Cathay Pacific Airways has parked two Boeing 747-200 freighters and is planning to ground at least four of its 67 passenger aircraft early next year as a result of service cuts following the US attacks.

The two 747-200Fs, which were parked in a US desert in late November, were already scheduled to be parked in January, but the groundings were brought forward as traffic continued to fall. Cathay adds that some passenger aircraft are also to be parked from January, which industry sources say will number at least four passenger aircraft and include two 747-400s.

Since 11 September, the airline has reduced capacity across its network of nearly 50 destinations by suspending some routes, reducing frequencies and switching to smaller aircraft for some services.
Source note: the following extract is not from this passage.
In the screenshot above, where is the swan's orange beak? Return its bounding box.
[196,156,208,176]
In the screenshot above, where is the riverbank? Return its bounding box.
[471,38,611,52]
Though certain Asian carriers, such as Asiana Airlines and Korean Air, are claiming there are signs that long-haul traffic is recovering, Cathay is not seeing a revival in fortunes. The airline is more exposed to the drop-off in long-haul business as it has no domestic traffic base, does not fly to mainland China where the market is still strong, and relies heavily on US and Japanese services, which are being hit particularly hard.

It recently reported an 18% plunge in both revenue passenger kilometres (RPKs) and revenue tonne kilometres (RTKs) for October. By comparison China Southern Airlines, China's largest carrier, saw traffic rise at a healthy pace in October. RPKs were up 6.8% while RTKs climbed 6%.